Exactly! Obviously they have extremely robust testing and error catching on things like code deploys: how many times do you think they deploy new code a day? And at least personally, their error rate is somewhere below 1%.
Clearly something about their networking infrastructure is not as robust.
Most likely they did plan for this. Then, something happened that the failsafe couldn't handle. E.g. if something overwrites /etc/passwd, having a local user won't help. I'm not saying that specific thing happened here -- it's actually vanishingly unlikely -- but your plan can't cover every contingency.
Agreed, it’s also worth mentioning that at the end of every cloud is real physical hardware, and that is decidedly less flexible than cloud, if you locked yourself out of a physical switch or router you have many fewer options.
In risk management cultures where consequences from failures are much, much higher, the saying goes that “failsafe systems fail by failing to be failsafe”. Explicit accounting for scenarios where the failsafe fails is a requirement. Great truths of the 1960s to be relearned, I guess.
My company runs copies of all our internal services in air-gapped data centers for special customers. The operators are just people with security clearance who have some technical skills. They have no special knowledge of our service inner workings. We (the dev team) aren’t allowed to see screenshots or get any data back. So yeah, I have done that sort of troubleshooting many times. It’s very reminiscent of helping your grandma set up her printer over the phone.
For all the hours I spent on the phone spelling grep, ls, cd, pwd, raging that we didn't keep nano instead of fucking vim (and I'm a vim person)... I could have stayed young and been solving real customer problems, not imperium-typing on a fucking keyboard with a 5s delay 'cause colleague is lost in the middle of nowhere and can't remember what file he just deleted and the system doesn't start anymore your software is fragile, just shite.
Yes, and it works if both parties are able to communicate using precise language. The onus is on the remote SME to exactly articulate steps, and on the local hands to exactly follow instructions and pause for clarifications when necessary.
Sometimes the DR plan isn't so much I have to have a working key, I just have to know who gets their first with a working key, and break glass might be literal.
Not OP, but many times. Really makes you think hard about log messages after an upset customer has to read them line by line over the phone.
One was particularly painful, as it was a "funny" log message I had added the code when something went wrong. Lesson learned was to never add funny / stupid / goofy fail messages in the logs. You will regret it sooner or later.
this is not new, this is everyday life with helping hands, on duty engineers, l2-l3 levels telling people with physical access which commands to run etc. etc. etc.
The places I've seen this at had specific verification codes for this. One had a simple static code per person that the hands-on guys looked up in a physical binder on their desk. Very disaster proof.

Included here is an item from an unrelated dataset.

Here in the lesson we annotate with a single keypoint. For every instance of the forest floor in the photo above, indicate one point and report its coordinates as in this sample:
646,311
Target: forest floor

The other ones had a system on the internal network in which they looked you up, called back on your company phone and asked for a passphrase the system showed them. Probably more secure but requires those systems to be working.
This is not a real datacenter case but normal social hacking. On the datacenter side you have many more security checks plus many of the times the helping hands and engineers are part of the same company, using internal communication tools etc. so they are on the same logical footprint anyhow
Welcome to the brave new world of troubleshooting. This will seriously bite us one day.